Cav3.1 t‐type calcium channel is critical for cell proliferation and survival in newly generated cells of the adult hippocampus

Abstract Aims Adult hippocampal neurogenesis plays an important role in neuronal plasticity and maintenance in mammals. Low‐threshold voltage‐gated T‐type calcium channels produce calcium spikes that increase fast action potentials in newborn cells in the hippocampal dentate gyrus (DG); however, their role in adult hippocampal neurogenesis remains unclear. Here, we demonstrate impaired adult hippocampal neurogenesis in Cav3.1T‐type calcium channel knockout mice. Methods and Results Cav3.1T‐type calcium channel was predominantly localized in neuronal progenitor cells of the mouse hippocampal DG. By counting the number of 5‐bromo‐2′‐deoxyuridine‐labeled cells, decreased proliferation and survival of newly generated cells were observed in the adult hippocampal DG in Cav3.1 knockout mice as compared to wild‐type (WT) mice.
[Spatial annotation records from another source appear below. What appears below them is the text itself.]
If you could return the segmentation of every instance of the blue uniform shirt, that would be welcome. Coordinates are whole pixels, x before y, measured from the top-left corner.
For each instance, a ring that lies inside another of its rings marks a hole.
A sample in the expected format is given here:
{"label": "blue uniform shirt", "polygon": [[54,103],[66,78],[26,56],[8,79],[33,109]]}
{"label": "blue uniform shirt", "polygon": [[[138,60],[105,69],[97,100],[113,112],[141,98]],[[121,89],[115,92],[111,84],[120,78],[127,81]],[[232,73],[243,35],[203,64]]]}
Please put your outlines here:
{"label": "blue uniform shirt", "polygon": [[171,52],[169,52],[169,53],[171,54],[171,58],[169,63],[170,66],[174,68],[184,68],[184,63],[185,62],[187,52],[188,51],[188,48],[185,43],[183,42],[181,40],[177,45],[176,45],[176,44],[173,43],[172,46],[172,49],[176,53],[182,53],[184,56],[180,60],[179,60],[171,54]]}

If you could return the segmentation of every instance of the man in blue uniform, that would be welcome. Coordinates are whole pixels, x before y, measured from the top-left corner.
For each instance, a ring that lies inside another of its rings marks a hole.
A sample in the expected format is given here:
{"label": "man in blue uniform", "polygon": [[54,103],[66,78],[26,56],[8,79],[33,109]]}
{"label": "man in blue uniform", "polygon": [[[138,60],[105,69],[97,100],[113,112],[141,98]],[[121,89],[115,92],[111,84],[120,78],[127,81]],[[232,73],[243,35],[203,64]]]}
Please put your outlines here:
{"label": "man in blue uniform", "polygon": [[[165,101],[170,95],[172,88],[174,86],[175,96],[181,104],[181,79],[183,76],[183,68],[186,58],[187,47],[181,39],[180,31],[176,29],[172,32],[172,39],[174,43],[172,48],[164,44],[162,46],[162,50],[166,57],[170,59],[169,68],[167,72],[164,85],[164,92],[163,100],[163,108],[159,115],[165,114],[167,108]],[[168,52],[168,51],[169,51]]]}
Moreover, the degree of maturation of doublecortin‐positive cells in Cav3.1 knockout mice was lower than that in WT mice, suggesting that Cav3.1 deletion may impair neuronal differentiation. Consistent with impaired hippocampal neurogenesis, Cav3.1 knockout mice showed decreased social interaction. Reduced phosphorylation levels of calcium/calmodulin‐dependent protein kinase II and protein kinase B were closely associated with impaired hippocampal neurogenesis in Cav3.1 knockout mice. Moreover, the mRNA and protein expression levels of brain‐derived neurotrophic factor, important for neurogenesis, were significantly decreased in Cav3.1 knockout mice. Finally, gene ontology analysis revealed alterations in genes related to the promotion of cell death/apoptosis and suppression of cell proliferation/neuronal differentiation pathways, including Bdnf . Conclusion These results suggest that the Cav3.1T‐type calcium channel may be a key molecule required for cell proliferation, survival and neuronal differentiation in newly generated cells of the adult mouse hippocampus.